Ainda assim, do mesmo jeito que o turismo internacional na Capital subiu mais de 110% na década, o número de paulistanos que tentam descobrir outras facetas de seu próprio município também parece estar em escalada.
Um bom termômetro são as CITs (Centrais de Informações Turísticas), que distribuem folhetos e informações para estrangeiros de passagem por aqui. Agora, no Natal, o movimento nos guichês aumenta até 40% - e 30% dos visitantes são paulistanos.
"Os centros foram feitos para atender os visitantes, mas muitos moradores procuram mapas, roteiros alternativos, dicas de museus e de passeios", diz Aline Delmanto, gerente de Planejamento e Estruturação da SPTuris.
Nos cinco CITs existentes na Capital (os endereços estão no site www.cidadedesaopaulo.com), é possível encontrar informações que vão desde os horários de funcionamento de 116 centros culturais até indicações para fazer uma caminhada no Copan ou na área de proteção ambiental de Parelheiros, no extremo Sul. "Acho que isso acontece porque a maioria só conhece as atrações mais óbvias, como o Ibirapuera ou o Masp, e os endereços perto de suas casas."

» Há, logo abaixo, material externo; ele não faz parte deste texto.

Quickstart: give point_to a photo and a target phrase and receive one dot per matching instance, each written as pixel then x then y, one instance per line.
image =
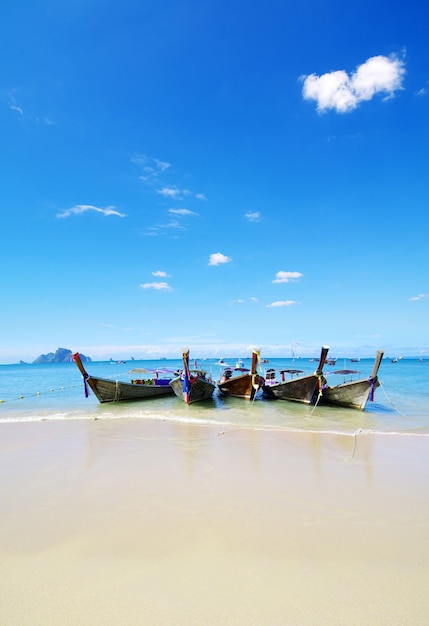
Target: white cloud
pixel 420 296
pixel 218 258
pixel 150 167
pixel 287 277
pixel 253 217
pixel 280 303
pixel 343 92
pixel 15 107
pixel 160 274
pixel 169 192
pixel 181 212
pixel 83 208
pixel 159 286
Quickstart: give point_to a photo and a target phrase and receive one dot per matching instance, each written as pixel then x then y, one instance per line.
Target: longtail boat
pixel 192 385
pixel 246 384
pixel 298 388
pixel 353 394
pixel 155 384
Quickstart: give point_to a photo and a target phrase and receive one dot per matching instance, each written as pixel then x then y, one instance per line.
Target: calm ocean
pixel 55 392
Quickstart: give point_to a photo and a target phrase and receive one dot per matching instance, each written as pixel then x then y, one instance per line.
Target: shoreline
pixel 131 521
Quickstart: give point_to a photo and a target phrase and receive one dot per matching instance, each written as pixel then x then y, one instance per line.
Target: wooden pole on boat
pixel 377 363
pixel 323 354
pixel 76 358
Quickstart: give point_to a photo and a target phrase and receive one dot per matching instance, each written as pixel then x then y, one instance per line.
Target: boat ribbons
pixel 372 382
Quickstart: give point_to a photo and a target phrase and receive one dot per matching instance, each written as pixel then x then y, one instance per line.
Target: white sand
pixel 115 522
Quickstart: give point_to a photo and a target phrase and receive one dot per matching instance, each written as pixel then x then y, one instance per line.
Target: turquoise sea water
pixel 55 392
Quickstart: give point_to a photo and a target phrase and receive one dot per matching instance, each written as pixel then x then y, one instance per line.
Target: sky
pixel 214 175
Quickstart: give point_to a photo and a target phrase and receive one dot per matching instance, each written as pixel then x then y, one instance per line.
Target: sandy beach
pixel 137 522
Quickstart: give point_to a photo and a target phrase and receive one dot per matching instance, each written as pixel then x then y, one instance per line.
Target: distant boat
pixel 299 389
pixel 156 383
pixel 192 385
pixel 355 393
pixel 244 385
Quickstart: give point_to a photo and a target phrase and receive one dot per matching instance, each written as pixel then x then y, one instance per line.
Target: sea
pixel 55 391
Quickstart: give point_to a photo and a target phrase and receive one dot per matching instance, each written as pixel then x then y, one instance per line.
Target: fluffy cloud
pixel 253 217
pixel 343 92
pixel 280 303
pixel 287 277
pixel 83 208
pixel 181 212
pixel 218 258
pixel 420 296
pixel 158 286
pixel 160 274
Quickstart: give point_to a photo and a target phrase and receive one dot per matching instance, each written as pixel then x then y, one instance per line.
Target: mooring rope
pixel 390 401
pixel 37 394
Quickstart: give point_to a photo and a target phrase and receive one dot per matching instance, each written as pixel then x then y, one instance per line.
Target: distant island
pixel 62 355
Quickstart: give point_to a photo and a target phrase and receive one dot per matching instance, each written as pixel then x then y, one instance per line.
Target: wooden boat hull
pixel 303 389
pixel 116 391
pixel 107 390
pixel 200 389
pixel 243 386
pixel 353 395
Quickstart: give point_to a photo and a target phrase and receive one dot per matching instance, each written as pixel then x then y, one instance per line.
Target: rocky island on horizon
pixel 62 355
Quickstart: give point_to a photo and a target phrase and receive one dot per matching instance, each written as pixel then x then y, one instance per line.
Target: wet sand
pixel 113 522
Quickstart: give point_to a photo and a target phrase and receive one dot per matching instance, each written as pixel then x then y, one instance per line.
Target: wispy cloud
pixel 420 296
pixel 287 277
pixel 181 212
pixel 169 192
pixel 280 303
pixel 160 286
pixel 14 106
pixel 243 301
pixel 253 217
pixel 343 92
pixel 160 274
pixel 159 230
pixel 150 167
pixel 218 259
pixel 83 208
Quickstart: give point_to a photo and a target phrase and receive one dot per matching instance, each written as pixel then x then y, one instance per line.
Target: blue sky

CÂMERAS - Em seus dias de folga, o analista de suporte de redes Marcelo Isidoro Alves, 30, "nascido e criado na Barra Funda", invariavelmente encarna o clichê de um turista de câmera no pescoço e guia na mão. O hobby vem desde os tempos de criança, quando saía do colégio e ficava observando os ônibus com nomes de bairros e itinerários tão estranhos quanto enigmáticos. "Eu sempre ficava pensando onde eles iriam parar, que endereços eles percorreriam", conta. "Aí uma hora decidi entrar nesses ônibus e responder a essas dúvidas."
Desde 2007, Marcelo virou uma espécie de turista profissional paulistano. Munido de uma câmera e endereços que coleta na internet, ele passa seus dias de folga desbravando um bairro de São Paulo de cada vez. Já tem milhares de fotos, muitas delas postadas num fórum de urbanismo (www.skyscrapercity.com), com outros paulistanos entusiastas do hobby de "se perder na cidade".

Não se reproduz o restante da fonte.